Они договорились вместе позавтракать до того, как Четтэуэй выйдет в море. Андре решил в тот же вечер уехать из Венеции, убежденный в том, что этот фотограф — он уже забыл его фамилию, Ласснер, что ли? — был тем противником (скорее соперником), против которого он оказался бессилен. Во всяком случае, пока, потому что настанет день, и, быть может, довольно скоро, когда Элен снова окажется в Париже одна. Возможно, они встретятся… И тогда… Его опять охватил гнев и злость на самого себя. Как он мог настолько доверять ей? И быть таким дураком? Как это он, которого все считали проницательным (еще бы!), не смог предвидеть, к чему приведет столь долгая разлука. Ведь Элен оставалась одна в чужом городе. Правда, существовала Ивонна, ее он не мог бросить, ее нужно было щадить… он представил себе Ивонну, неподвижную, с потухшим взором, такую далекую, будто она умерла двадцать лет назад.
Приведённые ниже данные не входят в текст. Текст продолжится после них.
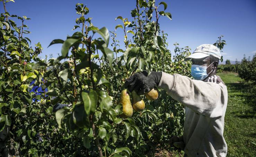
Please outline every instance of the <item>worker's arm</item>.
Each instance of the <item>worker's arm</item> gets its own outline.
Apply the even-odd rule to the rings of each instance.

Ожидая Андре, Четтэуэй заказал самые лучшие блюда. Рядом с ним на столе стоял включенный транзистор — чтобы не пропустить сводку погоды для моряков.
— А зря вы вчера не поехали, дорогой Меррест. Вечером в заливе было замечательно.
— А как остров Сан-Микеле?
— И не спрашивайте. Через пять минут моя малышка вся дрожала от ужаса и стучала зубами. Пришлось отвезти ее в гостиницу. Зато в постели она великолепна, дорогой мой. Столько выдумки. И она клялась, что ее подружка, которую она подобрала для вас, не хуже.
— Очень сожалею, — сказал Андре.
Сказал просто так, из вежливости. На самом деле он ни о чем не сожалел. Он по-прежнему думал только об Элен. А после того, как побывал в ее комнате, ночь с любой другой женщиной могла бы кончиться так же, как с Терезой.
— В каждом порту есть способные девицы, правда? — продолжал Четтэуэй, — но, поверьте, после Гавайских островов подобного удовольствия я нигде не получал. Впрочем, она не словенка. Она из Линца, на Дунае. Великолепное тело! А грудь! Я сфотографировал ее в различных позах в чем мать родила. Хорошая девушка! И веселая! Это от шампанского. И еще от того, что мы останавливались на острове, где находится кладбище. Словом, обратная реакция. Ну, а вы? Что вы делали вчера вечером?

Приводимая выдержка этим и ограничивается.